Hasta insanla yalnızca cildi güzelleşsin diye gelen kişiyi iyi ayırmak lazım. Bu anlamda tesislere çok iş düşüyor. Bir de Sağlık Bakanlığı’nın bu konuda düzenleme yapması gerekiyor. Biz bunları bekliyoruz. Yurtdışından nasıl pay alabiliriz, buna da bakıyoruz. Kütahya Afyon arasına uluslararası havalimanı açıldı. Seferler başladı. Direkt turist gelebilecek. THY çok iyi çalışıyor.

‘Türkiye ucuz pazar’ algısını değiştirmemiz gerekiyor

- 2023 yılına ilişkin hedeflerde termal turizm çok önemsenmiş... Bunların gerçekleşmesini bekliyorsunuz değil mi?

Hedefler de var.

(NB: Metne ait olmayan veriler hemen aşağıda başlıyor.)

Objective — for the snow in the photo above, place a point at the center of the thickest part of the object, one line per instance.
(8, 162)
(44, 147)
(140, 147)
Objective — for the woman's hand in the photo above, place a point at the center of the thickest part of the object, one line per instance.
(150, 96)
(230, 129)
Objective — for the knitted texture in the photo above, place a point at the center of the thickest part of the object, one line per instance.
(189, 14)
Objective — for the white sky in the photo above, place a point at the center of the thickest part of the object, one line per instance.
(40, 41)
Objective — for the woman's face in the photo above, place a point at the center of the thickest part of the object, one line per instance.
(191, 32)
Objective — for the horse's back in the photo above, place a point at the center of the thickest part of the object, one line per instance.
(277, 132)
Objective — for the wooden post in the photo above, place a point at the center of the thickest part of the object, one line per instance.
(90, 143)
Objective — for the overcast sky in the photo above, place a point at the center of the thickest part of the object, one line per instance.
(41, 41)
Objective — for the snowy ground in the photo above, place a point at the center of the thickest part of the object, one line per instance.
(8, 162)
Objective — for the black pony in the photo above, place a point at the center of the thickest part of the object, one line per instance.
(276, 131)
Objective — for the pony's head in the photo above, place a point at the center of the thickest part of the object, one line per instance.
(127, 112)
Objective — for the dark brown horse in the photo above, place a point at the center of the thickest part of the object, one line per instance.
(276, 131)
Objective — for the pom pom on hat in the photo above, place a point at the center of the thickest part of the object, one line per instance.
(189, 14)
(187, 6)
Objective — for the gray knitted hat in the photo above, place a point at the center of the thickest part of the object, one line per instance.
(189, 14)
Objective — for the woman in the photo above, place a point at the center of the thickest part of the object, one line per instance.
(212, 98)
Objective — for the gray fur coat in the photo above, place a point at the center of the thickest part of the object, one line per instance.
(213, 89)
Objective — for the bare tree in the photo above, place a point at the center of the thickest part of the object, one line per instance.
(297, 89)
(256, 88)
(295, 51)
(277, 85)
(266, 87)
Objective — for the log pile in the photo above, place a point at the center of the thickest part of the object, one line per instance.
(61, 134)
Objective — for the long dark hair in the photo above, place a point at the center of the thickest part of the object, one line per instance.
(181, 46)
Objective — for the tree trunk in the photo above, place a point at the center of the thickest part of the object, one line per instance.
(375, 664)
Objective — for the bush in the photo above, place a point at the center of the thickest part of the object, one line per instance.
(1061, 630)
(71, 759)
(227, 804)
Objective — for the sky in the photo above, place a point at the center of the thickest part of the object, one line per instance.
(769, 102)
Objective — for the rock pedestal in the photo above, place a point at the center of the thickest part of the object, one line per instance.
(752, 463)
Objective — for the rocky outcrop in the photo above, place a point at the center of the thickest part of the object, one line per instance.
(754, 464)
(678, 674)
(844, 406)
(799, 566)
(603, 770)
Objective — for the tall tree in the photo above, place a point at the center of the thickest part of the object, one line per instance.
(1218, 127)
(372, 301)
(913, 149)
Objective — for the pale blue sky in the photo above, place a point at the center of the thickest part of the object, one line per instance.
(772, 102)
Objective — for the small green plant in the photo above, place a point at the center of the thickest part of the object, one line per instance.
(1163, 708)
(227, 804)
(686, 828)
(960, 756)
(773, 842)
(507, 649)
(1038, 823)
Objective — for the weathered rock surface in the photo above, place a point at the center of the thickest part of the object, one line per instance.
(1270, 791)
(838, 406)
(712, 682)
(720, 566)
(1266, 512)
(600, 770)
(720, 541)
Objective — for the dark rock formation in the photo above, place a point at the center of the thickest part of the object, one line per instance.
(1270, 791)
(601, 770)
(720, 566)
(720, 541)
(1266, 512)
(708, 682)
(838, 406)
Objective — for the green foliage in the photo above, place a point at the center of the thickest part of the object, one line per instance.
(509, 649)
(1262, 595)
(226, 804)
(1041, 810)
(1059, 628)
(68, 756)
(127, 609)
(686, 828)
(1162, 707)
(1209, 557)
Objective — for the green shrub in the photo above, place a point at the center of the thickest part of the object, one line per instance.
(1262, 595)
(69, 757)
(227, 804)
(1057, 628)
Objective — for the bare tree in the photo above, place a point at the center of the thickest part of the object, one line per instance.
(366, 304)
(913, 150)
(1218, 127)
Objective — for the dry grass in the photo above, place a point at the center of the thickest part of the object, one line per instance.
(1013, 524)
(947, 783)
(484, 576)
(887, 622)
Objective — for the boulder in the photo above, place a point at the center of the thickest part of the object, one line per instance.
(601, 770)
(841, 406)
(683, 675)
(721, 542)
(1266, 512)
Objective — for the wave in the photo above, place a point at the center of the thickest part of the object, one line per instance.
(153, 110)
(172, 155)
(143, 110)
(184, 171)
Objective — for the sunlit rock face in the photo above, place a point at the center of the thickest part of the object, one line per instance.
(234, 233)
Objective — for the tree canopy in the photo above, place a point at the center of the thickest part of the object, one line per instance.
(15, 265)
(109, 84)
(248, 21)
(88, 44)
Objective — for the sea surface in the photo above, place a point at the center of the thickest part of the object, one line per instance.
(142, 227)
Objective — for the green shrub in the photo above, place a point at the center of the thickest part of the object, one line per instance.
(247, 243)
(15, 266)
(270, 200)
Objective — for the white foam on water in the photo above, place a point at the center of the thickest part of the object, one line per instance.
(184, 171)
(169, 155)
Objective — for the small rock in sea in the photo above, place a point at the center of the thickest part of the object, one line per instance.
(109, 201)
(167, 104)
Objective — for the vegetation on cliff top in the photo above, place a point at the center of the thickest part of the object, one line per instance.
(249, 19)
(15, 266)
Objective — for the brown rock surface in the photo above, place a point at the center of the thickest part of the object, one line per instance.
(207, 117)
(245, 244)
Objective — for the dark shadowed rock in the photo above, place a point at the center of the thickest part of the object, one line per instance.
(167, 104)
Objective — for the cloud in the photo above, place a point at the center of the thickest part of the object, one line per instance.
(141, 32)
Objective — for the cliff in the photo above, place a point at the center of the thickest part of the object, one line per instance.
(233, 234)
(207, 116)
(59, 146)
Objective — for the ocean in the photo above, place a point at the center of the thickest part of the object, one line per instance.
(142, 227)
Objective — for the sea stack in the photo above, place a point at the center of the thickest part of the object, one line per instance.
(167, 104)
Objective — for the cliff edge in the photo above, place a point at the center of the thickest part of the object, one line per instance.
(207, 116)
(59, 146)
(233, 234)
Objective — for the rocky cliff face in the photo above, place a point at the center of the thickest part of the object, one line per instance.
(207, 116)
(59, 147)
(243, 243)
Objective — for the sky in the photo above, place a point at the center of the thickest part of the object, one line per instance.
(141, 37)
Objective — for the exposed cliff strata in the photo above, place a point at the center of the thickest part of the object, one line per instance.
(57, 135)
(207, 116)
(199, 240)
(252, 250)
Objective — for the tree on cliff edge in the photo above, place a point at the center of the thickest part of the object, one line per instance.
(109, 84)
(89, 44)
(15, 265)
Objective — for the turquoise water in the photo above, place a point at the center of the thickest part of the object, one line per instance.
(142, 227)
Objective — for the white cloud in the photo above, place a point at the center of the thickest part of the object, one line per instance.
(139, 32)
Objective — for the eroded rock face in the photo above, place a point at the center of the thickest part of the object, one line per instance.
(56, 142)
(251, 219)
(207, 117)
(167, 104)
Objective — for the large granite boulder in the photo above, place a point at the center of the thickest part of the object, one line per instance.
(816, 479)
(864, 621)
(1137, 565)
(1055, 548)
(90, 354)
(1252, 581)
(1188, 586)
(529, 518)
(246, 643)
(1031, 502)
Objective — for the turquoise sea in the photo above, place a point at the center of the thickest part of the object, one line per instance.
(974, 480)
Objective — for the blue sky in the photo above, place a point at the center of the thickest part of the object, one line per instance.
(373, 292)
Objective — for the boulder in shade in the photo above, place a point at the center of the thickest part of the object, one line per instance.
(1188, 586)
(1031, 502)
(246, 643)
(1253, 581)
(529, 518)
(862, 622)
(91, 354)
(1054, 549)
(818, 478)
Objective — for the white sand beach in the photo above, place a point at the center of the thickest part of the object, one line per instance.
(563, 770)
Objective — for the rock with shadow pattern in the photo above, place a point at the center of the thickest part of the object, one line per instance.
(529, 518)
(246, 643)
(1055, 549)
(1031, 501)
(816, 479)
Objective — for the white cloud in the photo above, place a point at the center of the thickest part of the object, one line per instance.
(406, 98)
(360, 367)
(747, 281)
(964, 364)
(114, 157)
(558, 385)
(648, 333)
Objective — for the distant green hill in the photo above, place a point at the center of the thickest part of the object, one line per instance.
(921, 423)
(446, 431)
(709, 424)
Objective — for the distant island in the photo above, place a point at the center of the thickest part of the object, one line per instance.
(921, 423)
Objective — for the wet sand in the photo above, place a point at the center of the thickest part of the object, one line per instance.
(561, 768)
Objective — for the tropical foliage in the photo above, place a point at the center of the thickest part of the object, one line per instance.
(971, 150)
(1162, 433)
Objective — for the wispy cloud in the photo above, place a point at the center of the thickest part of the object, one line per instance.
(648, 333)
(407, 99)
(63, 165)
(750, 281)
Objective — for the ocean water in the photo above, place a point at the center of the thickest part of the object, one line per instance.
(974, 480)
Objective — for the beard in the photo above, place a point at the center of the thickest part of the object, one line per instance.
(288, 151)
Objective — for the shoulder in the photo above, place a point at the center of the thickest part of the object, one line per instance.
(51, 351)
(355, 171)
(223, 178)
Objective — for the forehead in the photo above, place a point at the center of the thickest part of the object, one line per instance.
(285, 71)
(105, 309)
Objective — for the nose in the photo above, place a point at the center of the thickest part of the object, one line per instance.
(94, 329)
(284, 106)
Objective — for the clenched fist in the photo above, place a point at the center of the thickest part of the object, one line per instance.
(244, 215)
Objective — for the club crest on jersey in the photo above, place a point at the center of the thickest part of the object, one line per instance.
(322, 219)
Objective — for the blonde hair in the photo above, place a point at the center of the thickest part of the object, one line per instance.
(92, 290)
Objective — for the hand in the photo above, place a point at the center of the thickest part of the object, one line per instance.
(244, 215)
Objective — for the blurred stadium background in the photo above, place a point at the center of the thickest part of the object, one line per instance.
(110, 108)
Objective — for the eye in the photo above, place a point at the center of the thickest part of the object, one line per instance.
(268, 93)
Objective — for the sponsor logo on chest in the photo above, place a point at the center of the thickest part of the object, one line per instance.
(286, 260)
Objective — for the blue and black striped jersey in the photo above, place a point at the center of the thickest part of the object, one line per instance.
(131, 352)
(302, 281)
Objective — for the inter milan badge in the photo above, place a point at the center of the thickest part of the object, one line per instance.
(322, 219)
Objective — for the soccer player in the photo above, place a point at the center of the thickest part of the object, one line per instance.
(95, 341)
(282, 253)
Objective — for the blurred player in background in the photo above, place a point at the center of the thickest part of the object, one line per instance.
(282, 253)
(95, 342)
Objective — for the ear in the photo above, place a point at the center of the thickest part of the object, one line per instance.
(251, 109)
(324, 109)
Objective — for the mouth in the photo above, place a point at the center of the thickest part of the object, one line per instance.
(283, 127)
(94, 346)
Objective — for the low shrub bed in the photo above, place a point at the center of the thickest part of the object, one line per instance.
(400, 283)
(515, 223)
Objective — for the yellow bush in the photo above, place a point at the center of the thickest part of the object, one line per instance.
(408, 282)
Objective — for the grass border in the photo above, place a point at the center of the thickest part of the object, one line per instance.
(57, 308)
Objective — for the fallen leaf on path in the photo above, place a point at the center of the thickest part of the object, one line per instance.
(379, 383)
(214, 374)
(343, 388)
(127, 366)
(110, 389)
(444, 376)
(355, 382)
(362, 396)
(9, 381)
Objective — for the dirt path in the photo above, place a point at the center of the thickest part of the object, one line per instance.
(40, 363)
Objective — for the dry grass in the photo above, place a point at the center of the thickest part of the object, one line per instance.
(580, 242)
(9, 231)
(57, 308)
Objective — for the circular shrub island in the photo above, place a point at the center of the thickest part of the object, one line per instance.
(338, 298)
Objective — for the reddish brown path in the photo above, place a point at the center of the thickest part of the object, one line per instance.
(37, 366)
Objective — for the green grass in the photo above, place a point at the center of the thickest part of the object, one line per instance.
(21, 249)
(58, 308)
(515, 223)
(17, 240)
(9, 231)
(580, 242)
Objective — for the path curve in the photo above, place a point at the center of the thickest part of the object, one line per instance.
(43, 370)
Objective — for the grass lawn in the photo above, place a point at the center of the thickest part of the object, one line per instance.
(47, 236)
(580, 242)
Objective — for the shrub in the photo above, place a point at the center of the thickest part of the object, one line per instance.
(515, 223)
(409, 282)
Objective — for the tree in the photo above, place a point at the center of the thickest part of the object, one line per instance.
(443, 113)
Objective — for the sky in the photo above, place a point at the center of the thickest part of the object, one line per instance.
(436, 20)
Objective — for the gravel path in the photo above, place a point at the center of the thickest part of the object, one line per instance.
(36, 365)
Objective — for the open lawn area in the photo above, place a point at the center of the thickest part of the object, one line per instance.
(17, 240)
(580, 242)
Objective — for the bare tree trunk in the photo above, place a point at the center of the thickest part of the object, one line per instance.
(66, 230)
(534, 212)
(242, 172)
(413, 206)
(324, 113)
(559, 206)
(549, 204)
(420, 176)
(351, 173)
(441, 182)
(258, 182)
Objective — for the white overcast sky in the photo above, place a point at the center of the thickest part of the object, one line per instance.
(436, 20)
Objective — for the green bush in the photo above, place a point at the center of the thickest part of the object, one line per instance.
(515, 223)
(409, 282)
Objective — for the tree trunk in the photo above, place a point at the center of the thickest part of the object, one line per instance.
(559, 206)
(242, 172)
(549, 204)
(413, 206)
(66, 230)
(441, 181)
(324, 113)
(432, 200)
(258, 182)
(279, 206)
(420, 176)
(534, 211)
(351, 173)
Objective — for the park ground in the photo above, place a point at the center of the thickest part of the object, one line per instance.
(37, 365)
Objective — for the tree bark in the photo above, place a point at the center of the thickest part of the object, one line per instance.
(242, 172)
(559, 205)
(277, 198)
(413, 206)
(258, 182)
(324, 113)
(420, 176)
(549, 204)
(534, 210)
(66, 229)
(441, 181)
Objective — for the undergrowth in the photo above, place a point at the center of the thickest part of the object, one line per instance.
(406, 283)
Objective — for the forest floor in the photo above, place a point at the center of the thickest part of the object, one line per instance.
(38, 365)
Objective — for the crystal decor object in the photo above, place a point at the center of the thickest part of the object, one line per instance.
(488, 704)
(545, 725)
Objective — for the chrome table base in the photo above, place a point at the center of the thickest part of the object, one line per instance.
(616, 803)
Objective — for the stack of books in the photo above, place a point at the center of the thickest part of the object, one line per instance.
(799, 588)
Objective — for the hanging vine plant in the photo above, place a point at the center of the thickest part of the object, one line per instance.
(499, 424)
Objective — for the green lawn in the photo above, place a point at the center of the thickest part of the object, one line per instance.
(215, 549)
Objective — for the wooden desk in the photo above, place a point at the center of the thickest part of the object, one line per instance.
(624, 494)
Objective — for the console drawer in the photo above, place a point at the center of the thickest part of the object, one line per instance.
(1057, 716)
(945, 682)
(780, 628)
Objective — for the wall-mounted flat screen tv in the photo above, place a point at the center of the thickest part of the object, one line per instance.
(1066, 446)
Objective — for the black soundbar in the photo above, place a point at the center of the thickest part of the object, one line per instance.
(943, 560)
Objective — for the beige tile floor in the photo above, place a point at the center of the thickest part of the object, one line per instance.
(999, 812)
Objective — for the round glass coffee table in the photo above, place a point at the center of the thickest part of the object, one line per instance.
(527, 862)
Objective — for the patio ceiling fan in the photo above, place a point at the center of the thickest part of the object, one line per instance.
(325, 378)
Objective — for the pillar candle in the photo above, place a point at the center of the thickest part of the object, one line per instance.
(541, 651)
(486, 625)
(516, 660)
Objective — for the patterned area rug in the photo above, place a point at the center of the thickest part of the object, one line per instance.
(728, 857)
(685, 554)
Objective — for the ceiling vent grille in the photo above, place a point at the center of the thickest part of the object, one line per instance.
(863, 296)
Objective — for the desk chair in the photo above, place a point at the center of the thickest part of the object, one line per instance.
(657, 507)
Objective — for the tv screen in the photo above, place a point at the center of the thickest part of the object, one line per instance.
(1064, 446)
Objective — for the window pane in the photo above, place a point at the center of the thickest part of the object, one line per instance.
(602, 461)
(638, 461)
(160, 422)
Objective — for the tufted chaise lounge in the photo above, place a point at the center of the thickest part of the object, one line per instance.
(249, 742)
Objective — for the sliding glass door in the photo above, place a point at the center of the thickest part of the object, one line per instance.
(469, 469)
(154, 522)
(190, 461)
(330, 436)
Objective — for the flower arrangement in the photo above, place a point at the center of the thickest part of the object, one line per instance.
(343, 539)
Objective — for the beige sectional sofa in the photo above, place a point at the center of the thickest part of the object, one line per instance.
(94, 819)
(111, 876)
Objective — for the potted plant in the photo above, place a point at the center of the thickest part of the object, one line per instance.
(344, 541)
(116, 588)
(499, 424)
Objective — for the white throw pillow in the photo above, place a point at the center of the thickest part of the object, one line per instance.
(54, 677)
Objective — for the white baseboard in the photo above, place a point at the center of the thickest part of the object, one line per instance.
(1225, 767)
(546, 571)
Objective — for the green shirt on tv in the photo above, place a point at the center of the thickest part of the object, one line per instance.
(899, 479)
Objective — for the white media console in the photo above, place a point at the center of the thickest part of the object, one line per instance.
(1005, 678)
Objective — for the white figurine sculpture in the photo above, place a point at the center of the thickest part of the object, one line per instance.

Termal turizm önemseniyor. Dediğim gibi tanıtıma ihtiyaç olduğu kadar belediyelerin vizyonerliğine de ihtiyaç var. Türkiye için hâlâ ucuz pazar algısı var. Bunu kırmamız şart. Türkiye deniz kum güneş için tamam, bunun kalitelisini yapmalıyız. Bali yapıyorsa biz neden yapmayalım?

- İstanbul’daki oteliniz farklı olacak sanırım tüm bu yatırımlardan...

İstanbul’un iş dünyasının otele ihtiyacı var. Sapanca’da ilk toplantı salonları yaparken az yapmışız onu gördük.

- İstanbul’daki oteliniz ne zaman biter?

İstanbul’daki otelimiz 2.5 yıl sonra biter. Biz içeride çok zaman harcıyoruz. Dekorasyon konusunda ailece detaycıyız. Porselenci kimliğimiz nedeniyle çok zaman harcıyoruz ama güzel oluyor.

- İstanbul dışında yeni yatırım olacak mı? Nerelerde otel açma planları yapıyorsunuz?

Biz yılın 12 ayı hizmet verecek tesisler açmak istiyoruz. O yüzden de Güney’de otel yatırımı yapmayı düşünmüyoruz. Bazı illerden yatırımcılar teklif getiriyorlar, “Biz yapalım siz işletin” diyorlar. Bu tip yatırımlara da sıcak bakıyoruz.